Question 6: Which all are daemon process are part of the standalone cluster manager?

Answer: As we have mentioned, standalone cluster manager is not good for the production use cases. You should consider this only for testing and POC purpose. So, when you start Spark with the standalone cluster manager then it creates the two daemon processes.

  • Master Node
  • Worker Node

Question 7: How do you define the Worker Node in Spark cluster?

Answer: You can say that, they are slave nodes, and actual your processing on data happens on worker node. Worker node always communicate with the Master Node and inform about the availability of the resources. Generally on each node, in your cluster one worker node is started, which is responsible for running your application on that particular node and also monitor that application.
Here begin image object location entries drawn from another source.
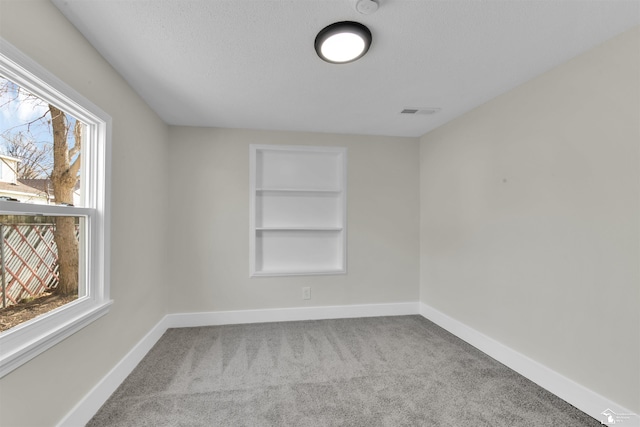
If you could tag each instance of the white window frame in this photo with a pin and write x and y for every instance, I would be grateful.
(25, 341)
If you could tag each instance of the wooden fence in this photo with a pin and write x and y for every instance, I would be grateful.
(29, 264)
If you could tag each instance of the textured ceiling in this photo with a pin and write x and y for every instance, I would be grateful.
(251, 64)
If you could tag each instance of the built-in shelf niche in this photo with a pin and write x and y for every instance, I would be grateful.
(298, 210)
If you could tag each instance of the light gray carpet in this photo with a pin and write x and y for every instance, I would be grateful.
(384, 371)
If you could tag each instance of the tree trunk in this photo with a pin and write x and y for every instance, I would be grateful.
(63, 180)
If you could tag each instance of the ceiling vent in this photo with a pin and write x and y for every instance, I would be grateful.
(422, 111)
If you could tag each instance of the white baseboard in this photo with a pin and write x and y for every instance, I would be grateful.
(291, 314)
(89, 405)
(92, 401)
(577, 395)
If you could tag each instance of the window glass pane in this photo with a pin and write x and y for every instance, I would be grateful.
(40, 268)
(40, 149)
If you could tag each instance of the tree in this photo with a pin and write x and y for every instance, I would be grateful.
(63, 173)
(35, 160)
(66, 166)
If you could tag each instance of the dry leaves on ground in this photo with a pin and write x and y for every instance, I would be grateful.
(20, 313)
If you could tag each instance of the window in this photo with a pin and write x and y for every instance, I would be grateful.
(298, 210)
(86, 213)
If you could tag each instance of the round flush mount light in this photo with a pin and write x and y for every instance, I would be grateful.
(343, 42)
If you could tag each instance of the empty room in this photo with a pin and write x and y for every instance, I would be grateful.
(319, 213)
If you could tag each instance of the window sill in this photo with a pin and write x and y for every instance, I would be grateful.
(22, 343)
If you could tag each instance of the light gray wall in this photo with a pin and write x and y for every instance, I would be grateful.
(42, 391)
(529, 219)
(210, 231)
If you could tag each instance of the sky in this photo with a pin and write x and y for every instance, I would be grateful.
(21, 113)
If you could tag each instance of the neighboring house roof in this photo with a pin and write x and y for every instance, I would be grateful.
(22, 188)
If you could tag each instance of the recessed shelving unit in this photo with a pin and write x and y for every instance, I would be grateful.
(298, 210)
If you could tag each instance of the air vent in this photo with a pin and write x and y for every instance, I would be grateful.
(423, 111)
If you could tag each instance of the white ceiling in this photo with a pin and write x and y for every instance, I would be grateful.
(251, 63)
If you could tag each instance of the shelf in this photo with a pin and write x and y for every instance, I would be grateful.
(305, 272)
(297, 190)
(298, 228)
(297, 210)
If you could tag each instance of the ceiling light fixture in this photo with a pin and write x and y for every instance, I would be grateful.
(343, 42)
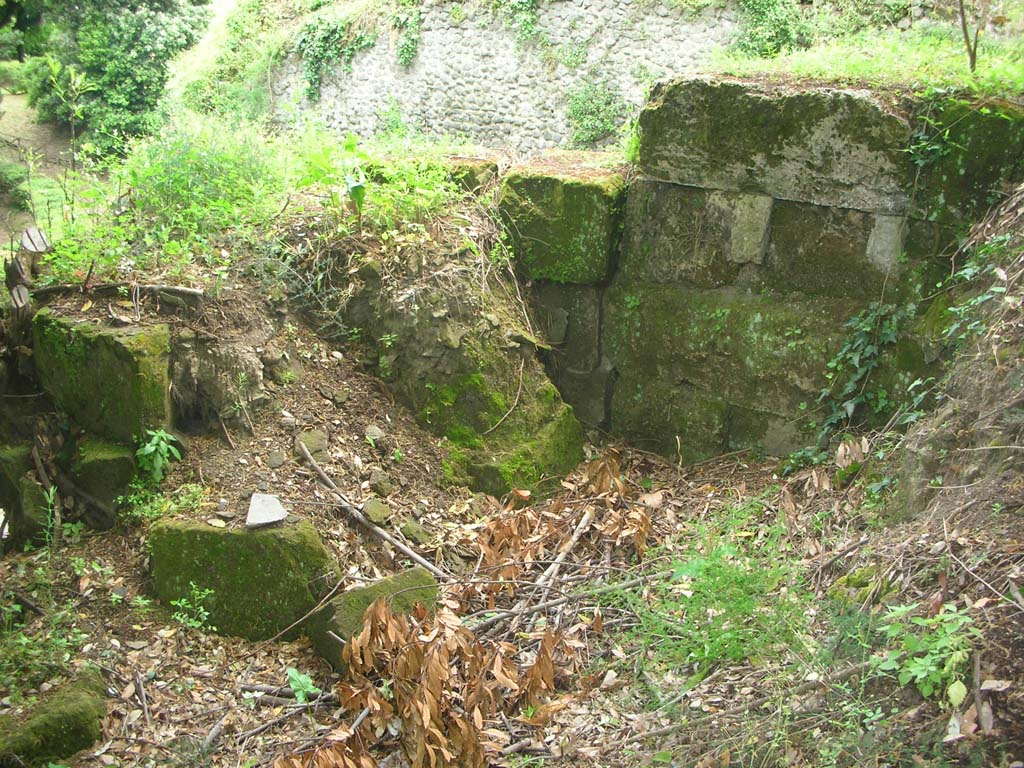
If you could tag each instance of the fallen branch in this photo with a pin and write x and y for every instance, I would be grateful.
(356, 515)
(503, 614)
(140, 692)
(189, 293)
(801, 689)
Question 8: What is the executors in Spark?

Answer: Each Spark application, you submit has its own executors process, executors exists only until your application runs. Driver program uses these executors to run the tasks on the worker nodes and also help in keeping data in memory and when required can be spilled on disk.
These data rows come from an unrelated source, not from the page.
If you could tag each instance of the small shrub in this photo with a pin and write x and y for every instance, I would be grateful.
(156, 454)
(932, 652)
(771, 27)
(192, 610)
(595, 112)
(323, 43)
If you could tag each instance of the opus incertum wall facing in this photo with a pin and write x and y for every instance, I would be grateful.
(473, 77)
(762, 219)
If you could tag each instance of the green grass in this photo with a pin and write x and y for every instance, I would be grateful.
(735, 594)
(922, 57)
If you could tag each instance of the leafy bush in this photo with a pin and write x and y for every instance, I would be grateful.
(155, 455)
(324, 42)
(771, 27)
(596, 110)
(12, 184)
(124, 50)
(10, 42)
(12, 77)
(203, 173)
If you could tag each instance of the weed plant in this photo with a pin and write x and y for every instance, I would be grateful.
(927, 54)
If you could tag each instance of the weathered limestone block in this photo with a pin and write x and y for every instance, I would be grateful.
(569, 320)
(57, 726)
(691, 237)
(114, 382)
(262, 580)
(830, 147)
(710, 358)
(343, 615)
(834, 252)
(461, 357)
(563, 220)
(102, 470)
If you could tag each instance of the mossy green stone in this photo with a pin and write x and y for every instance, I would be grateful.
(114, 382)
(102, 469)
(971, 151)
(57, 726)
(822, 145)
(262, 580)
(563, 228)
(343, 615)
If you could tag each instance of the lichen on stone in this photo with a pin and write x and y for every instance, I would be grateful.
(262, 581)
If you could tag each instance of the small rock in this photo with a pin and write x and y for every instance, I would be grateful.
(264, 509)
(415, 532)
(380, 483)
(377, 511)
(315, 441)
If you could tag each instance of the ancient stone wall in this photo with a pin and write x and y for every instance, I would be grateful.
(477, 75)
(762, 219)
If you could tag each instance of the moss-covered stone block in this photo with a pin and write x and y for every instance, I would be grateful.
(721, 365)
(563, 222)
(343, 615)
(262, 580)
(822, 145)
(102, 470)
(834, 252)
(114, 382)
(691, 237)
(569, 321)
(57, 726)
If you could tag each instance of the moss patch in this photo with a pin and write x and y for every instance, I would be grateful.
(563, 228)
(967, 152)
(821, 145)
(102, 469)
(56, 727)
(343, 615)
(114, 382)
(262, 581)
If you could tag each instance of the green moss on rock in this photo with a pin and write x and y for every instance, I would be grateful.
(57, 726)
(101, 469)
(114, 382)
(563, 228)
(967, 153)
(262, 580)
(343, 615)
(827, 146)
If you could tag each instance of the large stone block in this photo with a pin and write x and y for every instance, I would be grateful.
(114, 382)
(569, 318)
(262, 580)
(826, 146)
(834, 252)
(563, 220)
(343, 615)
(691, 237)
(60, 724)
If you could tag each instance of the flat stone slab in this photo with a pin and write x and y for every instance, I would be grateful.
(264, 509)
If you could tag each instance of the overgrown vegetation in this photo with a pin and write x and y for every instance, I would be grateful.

Question 9: What is the Task in Spark?

Answer: Task is the unit of work, which is sent to the executor running on the worker node. It is a command which will be sent to the executor by a driver program by serializing your Function object. It is the responsibility of the executor process to de-serialize this Function object and execute on the data which is partitioned (one of the RDD partition) and exists on that node.

Question 10: Define some use of the SparkContext object?

Answer: It is one of the entry point for your Spark cluster, and once you have hold of SparkContext you can create new RDDs from existing data, can create accumulators, and broadcast variables on that cluster. Since Spark 2.0, a more general entry point for Spark system is done through SparkSession object.